Chris Woakes played in England’s last Test. He dismissed Stephen Cook for 115. Now he’s out of the team and out of the squad.
England like the idea of Woakes, but they don’t like that idea enough to commit to giving him a long run in the side. It’s understandable. When he does play, he rarely seems to take any wickets.
Sometimes he bowls badly. More often he bowls well but still doesn’t take wickets. The first Test of that South Africa tour was a prime example. Like an angry bad driver gesticulating at another motorists, Woakes can often seem to be all threat, no follow-up.
Woakes’ first-class record is exceptional, but it’s not easy to see him making it back into England’s Test team as an opening bowler. They’ve flirted with him, but there’s now too much distrust for a proper relationship. Does that mean his England ambitions are over? There are other jobs in the team. A dull and dutiful line bowler who swings it a bit can be a handy thing to have, particularly if that player can also bat. Woakes can definitely bat.

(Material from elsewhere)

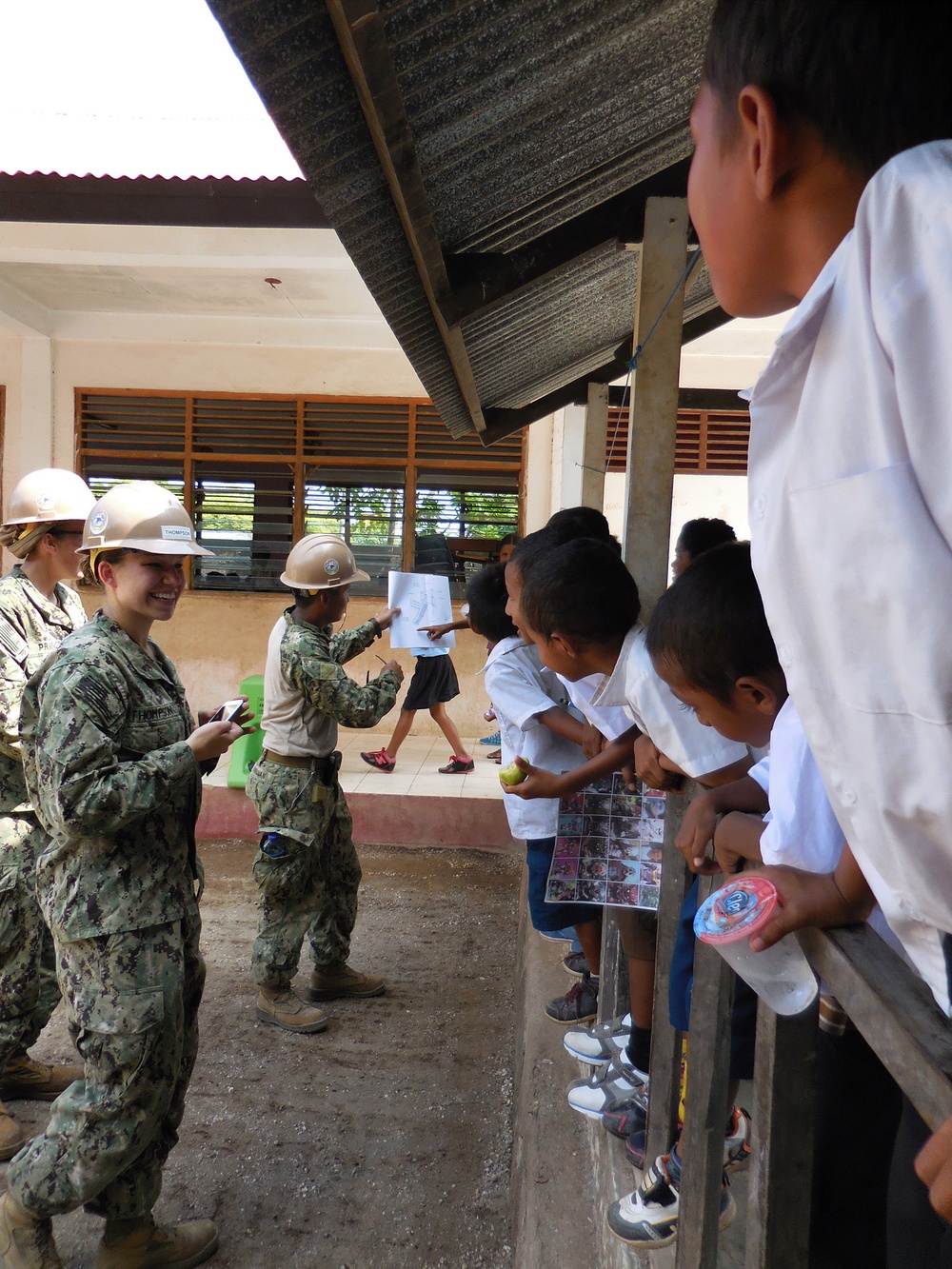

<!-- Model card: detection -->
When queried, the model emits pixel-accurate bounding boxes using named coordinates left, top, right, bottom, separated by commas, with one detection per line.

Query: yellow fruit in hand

Yesterday, against Nottinghamshire, he made 121, batting at seven and if he’s keen to play Test cricket for England, maybe he should ask to go in earlier. It’s important to know your niche. A fourth seamer who can bat should probably try and do as much batting as he can, while an irreverent cricket site with no real authority should probably steer clear of making suggestions about how marginal England players should go about their game.